Original 'a': 1000, ID: 126516212100656
Modified 'a': 1005, ID: 126516213399376


## In-Place Operations
Variables are references to objects and can be modified in-place if they are mutable (if they are reference types). This is particularly important for memory efficiency, especially when working with large datasets. In-place operations modify the data directly without creating a new object.

In [59]:
my_dict = {'a': 1, 'b': 2, 'c': 5}
print(f"'my_dict': {my_dict}, ID: {id(my_dict)}")

'my_dict': {'a': 1, 'b': 2, 'c': 5}, ID: 126516211278528


In [61]:
my_dict2 = my_dict
my_dict2['c'] = 3

print(my_dict['c'])


3


## Control question: What is the value of `my_dict['c']`?

## Functions
We can define functions to package up our code for reuse. We have already seen some functions: `len()`, `type()`, and `print()`. They are all functions that take **arguments**. Note that functions don't need to accept arguments, in which case they are called without passing in anything (e.g. `print()` versus `print(my_string)`). 
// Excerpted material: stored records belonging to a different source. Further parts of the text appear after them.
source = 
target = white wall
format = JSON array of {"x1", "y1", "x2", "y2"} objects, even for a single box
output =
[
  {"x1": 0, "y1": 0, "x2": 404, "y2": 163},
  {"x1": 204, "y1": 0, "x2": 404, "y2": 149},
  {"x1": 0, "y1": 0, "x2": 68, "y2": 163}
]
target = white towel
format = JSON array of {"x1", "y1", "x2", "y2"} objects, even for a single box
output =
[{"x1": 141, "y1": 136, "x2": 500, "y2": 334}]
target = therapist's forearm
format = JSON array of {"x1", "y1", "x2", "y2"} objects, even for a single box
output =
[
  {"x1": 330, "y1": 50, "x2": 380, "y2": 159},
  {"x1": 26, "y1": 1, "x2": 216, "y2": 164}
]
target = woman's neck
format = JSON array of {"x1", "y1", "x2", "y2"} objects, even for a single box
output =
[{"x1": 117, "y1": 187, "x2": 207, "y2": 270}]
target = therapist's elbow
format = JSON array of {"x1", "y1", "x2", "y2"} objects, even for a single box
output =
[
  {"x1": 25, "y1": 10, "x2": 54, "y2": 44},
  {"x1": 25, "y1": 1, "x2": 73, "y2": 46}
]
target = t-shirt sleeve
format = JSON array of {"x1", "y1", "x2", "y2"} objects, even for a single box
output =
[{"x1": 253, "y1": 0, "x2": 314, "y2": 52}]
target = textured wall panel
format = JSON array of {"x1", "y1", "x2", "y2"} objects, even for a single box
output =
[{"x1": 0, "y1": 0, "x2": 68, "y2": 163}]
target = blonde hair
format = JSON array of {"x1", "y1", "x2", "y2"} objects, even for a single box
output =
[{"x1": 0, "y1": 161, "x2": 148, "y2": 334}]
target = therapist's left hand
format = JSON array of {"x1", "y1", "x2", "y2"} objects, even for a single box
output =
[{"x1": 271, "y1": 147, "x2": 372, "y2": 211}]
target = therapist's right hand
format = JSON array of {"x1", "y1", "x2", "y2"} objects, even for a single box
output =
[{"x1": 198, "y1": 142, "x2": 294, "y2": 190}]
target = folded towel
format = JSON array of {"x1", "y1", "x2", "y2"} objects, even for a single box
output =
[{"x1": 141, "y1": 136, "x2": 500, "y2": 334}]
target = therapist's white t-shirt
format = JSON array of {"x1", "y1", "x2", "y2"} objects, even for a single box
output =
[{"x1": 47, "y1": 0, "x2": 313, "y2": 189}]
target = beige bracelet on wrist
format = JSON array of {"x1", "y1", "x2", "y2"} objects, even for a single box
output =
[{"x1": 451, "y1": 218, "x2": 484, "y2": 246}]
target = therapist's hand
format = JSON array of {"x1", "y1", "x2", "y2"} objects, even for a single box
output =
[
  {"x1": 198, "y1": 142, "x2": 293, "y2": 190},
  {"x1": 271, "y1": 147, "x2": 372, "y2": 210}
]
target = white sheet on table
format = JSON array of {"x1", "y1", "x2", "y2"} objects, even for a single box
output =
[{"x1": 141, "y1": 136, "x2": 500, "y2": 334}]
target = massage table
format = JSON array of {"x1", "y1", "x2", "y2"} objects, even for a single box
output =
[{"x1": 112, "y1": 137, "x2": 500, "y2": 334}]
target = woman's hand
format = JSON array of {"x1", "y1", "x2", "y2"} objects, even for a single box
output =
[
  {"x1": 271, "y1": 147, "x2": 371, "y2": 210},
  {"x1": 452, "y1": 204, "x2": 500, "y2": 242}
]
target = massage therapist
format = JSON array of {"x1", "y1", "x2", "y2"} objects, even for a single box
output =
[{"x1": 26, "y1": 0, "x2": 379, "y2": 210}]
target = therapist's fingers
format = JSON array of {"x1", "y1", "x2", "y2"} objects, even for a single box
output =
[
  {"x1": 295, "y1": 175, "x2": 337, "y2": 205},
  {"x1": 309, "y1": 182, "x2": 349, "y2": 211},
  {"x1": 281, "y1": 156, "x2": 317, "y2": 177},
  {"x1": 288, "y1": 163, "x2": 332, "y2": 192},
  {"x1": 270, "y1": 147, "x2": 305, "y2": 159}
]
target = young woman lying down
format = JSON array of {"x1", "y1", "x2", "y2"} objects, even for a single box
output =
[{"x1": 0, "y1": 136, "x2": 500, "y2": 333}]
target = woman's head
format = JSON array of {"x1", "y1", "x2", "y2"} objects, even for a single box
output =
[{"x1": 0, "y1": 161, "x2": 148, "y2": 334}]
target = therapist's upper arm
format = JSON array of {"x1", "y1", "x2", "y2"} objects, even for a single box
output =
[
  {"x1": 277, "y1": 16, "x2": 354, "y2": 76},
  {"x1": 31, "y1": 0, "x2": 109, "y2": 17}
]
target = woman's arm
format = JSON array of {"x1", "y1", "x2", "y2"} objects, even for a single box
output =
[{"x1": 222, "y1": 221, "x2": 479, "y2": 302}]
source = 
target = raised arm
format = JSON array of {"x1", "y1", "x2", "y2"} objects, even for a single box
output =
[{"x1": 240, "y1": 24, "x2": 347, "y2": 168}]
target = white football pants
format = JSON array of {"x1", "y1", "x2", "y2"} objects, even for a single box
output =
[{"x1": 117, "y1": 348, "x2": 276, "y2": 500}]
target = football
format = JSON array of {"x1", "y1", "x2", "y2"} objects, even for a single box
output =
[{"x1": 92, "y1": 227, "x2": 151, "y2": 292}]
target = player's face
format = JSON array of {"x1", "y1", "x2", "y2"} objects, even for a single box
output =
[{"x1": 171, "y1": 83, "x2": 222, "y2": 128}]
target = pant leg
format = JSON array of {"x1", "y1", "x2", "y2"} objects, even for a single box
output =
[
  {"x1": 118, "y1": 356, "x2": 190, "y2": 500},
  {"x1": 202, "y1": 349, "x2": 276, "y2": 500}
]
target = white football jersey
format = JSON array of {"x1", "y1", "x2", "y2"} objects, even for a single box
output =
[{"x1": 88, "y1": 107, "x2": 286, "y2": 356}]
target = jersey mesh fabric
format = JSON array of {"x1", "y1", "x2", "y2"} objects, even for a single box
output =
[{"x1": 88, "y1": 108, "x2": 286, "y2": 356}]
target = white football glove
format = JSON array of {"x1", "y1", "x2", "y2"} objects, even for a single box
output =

*Aside: we can also create lists, sets, dictionaries, and tuples with functions: `list()`, `set()`, `dict()`, and `tuple()`*

### Defining functions
We use the `def` keyword to define functions. Let's create a function called `add()` with 2 parameters, `x` and `y`, which will be the names the code in the function will use to refer to the arguments we pass in when calling it:

In [62]:
def add(x, y):
    """This is a docstring. It is used to explain how the code works and is optional (but encouraged)."""
    # this is a comment; it allows us to annotate the code
    print('Performing addition')
    return x + y

Once we run the code above, our function is ready to use:

In [63]:
type(add)

function

Let's add some numbers:

In [64]:
add(1, 2)

Performing addition


3

### Return values
We can store the result in a variable for later:

In [65]:
result = add(1, 2)

Performing addition


Notice the print statement wasn't captured in `result`. This variable will only have what the function **returns**. This is what the `return` line in the function definition did:

In [66]:
result

3

Note that functions don't have to return anything. Consider `print()`:

In [67]:
print_result = print('hello world')

hello world


If we take a look at what we got back, we see it is a `NoneType` object:

In [68]:
type(print_result)

NoneType

In Python, the value `None` represents null values. We can check if our variable *is* `None`:

In [69]:
print_result is None

True

*Warning: make sure to use comparison operators (e.g. >, >=, <, <=, ==, !=) to compare to values other than `None`.*

### Function arguments

*Note that function arguments can be anything, even other functions. We will see several examples of this in the text.* 

The function we defined requires arguments. If we don't provide them all, it will cause an error:

In [70]:
add(1)

TypeError: add() missing 1 required positional argument: 'y'

We can use `help()` to check what arguments the function needs (notice the docstring ends up here):

In [71]:
help(add)

Help on function add in module __main__:

add(x, y)
    This is a docstring. It is used to explain how the code works and is optional (but encouraged).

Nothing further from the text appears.